The Soyuz TMA-18 spacecraft cast off from the space station right on time at 10:02 p.m. ET, executing a flawless undocking with no hint of the undocking malfunction that thwarted its first attempt yesterday.
"We have separation," Soyuz commander Alexander Skvortsov, a Russian cosmonaut, said as the two spacecraft separated while sailing 220 miles (354 kilometers) above the Russian-Mongolian border.
Skvortsov is returning to Earth with fellow cosmonaut Mikhail Kornienko and American astronaut Tracy Caldwell Dyson to cap a 176-day spaceflight. They are due to land on the steppes of Kazakhstan in Central Asia at 1:21 a.m. ET.

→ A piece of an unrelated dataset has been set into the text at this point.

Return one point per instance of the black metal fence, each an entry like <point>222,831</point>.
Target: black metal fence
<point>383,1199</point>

The astronauts' homecoming was delayed by one day due to a malfunctioning microswitch on the space station's Russian Poisk docking port, where their Soyuz vehicle was parked. The faulty part prevented a set of hooks and latches on the docking port from releasing its grip on the Soyuz. [Graphic – Inside and Out: The International Space Station]

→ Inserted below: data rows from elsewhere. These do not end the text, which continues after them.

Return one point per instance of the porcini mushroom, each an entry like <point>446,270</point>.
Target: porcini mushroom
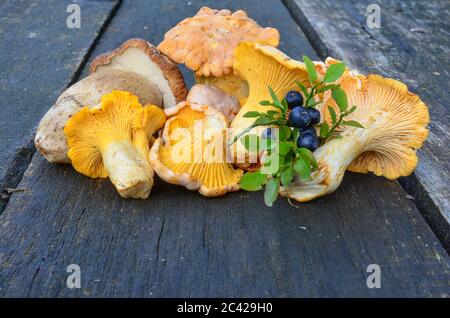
<point>263,66</point>
<point>214,97</point>
<point>395,122</point>
<point>136,66</point>
<point>113,141</point>
<point>192,151</point>
<point>206,41</point>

Astronauts on the station bypassed the switch with a set of electrical cables, clearing the way for Friday's smooth undocking.
"Guys, God be with you," one of the three astronauts remaining behind on the space station told the Soyuz crew.

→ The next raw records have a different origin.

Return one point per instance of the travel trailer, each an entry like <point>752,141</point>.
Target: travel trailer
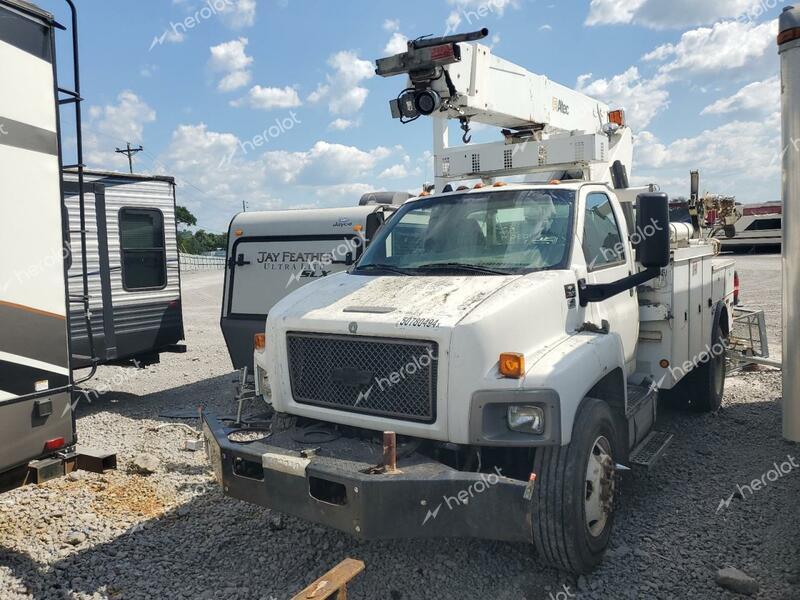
<point>760,228</point>
<point>272,253</point>
<point>133,269</point>
<point>37,388</point>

The space station is typically staffed by a full crew of six astronauts, though they arrive on a staggered schedule of three people per team.
Remaining behind on the space station are American astronauts Doug Wheelock, Shannon Walker and Russian cosmonaut Fyodor Yurchikhin. They will be joined next month by a new three-person team.
Next up for the astronauts on the returning Soyuz is the deorbit burn, an engine maneuver that will slow their spacecraft to begin its final descent and landing.
That engine burn is slated to begin at 12:32 a.m. ET (0432 GMT). The Soyuz crew capsule will separate from the vehicle's two expendable modules, and then deploy a parachute to slow its descent. A set of retro rockets will cushion the capsule's landing on the Kazakh steppes.
A fleet of 12 Russian recovery helicopters is preparing to meet the returning Soyuz crew. Clear, sunny skies await the returning spacefliers, NASA officials said.